In another daylit corner is the break room, designed to evoke a sophisticated and modern coffee bar vibe. Murillo describes the spaces as a fun wellness hub destination for both employees and clients.

The linear acoustic wood ceiling and curvilinear components once again incorporate the firm’s brand language while also bringing a hospitality vibe to the space. The space extends into a lounge area with a comfortable section of seating options, providing employees with alternative spaces for collaboration and activity-based working.

User-Focused Design

Ultimately, the designers delivered a space which was very much in line with what the client had desired. But reaching that point of truly understanding the firm’s needs was a very collaborative and engaging design process with the client.
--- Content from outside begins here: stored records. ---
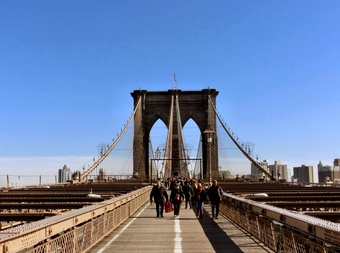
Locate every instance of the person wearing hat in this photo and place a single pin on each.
(200, 197)
(159, 195)
(215, 194)
(176, 198)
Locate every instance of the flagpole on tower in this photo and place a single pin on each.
(175, 81)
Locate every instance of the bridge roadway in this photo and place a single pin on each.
(144, 232)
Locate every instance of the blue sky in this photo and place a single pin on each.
(67, 69)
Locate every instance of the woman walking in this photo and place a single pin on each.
(176, 197)
(200, 196)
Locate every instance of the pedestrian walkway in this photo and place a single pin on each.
(144, 232)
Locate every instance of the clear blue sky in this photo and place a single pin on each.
(67, 69)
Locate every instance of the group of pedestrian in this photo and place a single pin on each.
(189, 191)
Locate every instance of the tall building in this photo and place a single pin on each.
(279, 171)
(325, 173)
(336, 170)
(336, 162)
(303, 174)
(64, 174)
“Through a series of test fitting and layout plans and exploring precedent space typology images highlighting experiences and emotions, materiality, furniture and graphics, we were able to capture the vision the team had for their space and contextualize these ideas to the design with Austin’s locale,” Murillo recalled.

As the design progressed through schematic and design development, the team utilized digital 3D visuals such as black and white views to understand space and interior massing. In addition, realistic renderings were shared with the lawyers and stakeholders to help them better understand the functionality and aesthetics of the different spaces. This process was enhanced with material samples and finishes to best strike the Austin vernacular and hospitality look the client was after.

“We looked at different wood tones, stone surfaces and textural metals to bring the ‘Eclectic Harmony’ design concept to life as a hospitable experience focused on local vibes with sophisticated and unexpected moments,” she explained.

The final product and material selections were also guided by user-centered, sustainable design principles. This included only specifying materials from P&W’s “Precautionary List,” to ensure that they were free of substances of concern for end users.

Thermal comfort is ensured with the incorporation of thermal zoning and controls. Optimized daylighting, fully dimmable lighting and low-flow faucets complement the eco-friendly design.

Acoustics were another client priority, particularly for the conferencing, breakroom and reception areas. Together with the acoustic consultant, the team selected “wood like” PET acoustic ceilings, and smooth and light-colored acoustic ceiling tiles to resemble a drywall ceiling application.

In private office areas and conference rooms, all partitions were extended to deck to minimize sound transfer through the spaces, and acoustics were enhanced by soft surfaces like acoustic ceiling tiles, carpet, furnishings and drapery, according to Murillo. To ensure high STC ratings of 35 and 45, office and conference areas had demountable glass fronts. Other acoustical design strategies include sound boots on return air devices, and a white noise system to reduce sound carry between spaces.

Content in their new offices, employees and clients are enjoying the upscale, dynamic spaces embracing regional Austin materials, culture and history.

About the Author

Barbara Horwitz-Bennett | Contributing Editor

Barbara Horwitz-Bennett has been covering the AEC industry for the past 25 years. She writes for a number of industry magazines and works with AEC firms and product manufacturers on content writing projects.